Mary Balogh writes Regency romance with the kind of psychological care that has made her one of the most respected names in the genre across nearly five decades of work. The Tangled triangle is more morally complicated than the standard second chance romance setup, with Rebecca having to come to terms with the marriage to Julian that was both real and shaped by the original wound of her broken engagement to David, and David having to figure out whether the woman he is meeting again as his brother’s widow is the same Rebecca he loved or someone fundamentally different.
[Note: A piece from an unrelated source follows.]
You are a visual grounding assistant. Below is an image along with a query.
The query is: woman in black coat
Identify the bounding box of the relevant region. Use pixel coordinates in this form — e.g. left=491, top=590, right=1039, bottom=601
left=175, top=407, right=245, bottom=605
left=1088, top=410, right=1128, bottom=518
What makes Balogh distinctive is the patience of her plotting. The pleasure of her novels is in the careful psychological work she does with her characters, in the long conversations between two people who are slowly learning who the other actually is now, and in the historical detail that grounds her settings without becoming the point of the book. The pacing is slower than the more action driven entries in Regency romance, but the cumulative emotional weight by the end is correspondingly greater.
The Napoleonic War context gives Tangled additional weight. Julian’s death in the war is not just convenient backstory but a real loss that shapes the people Rebecca and David have become. Balogh handles the wartime material with the same care she brings to the romance.
For longtime Mary Balogh fans, Tangled is one of the more emotionally complex of her standalones. For new readers, it is a strong example of what serious historical romance can do with familiar materials. Readers who enjoy Lisa Kleypas’s emotionally weighted Regencies or Mary Jo Putney’s classic work will find similar pleasure here.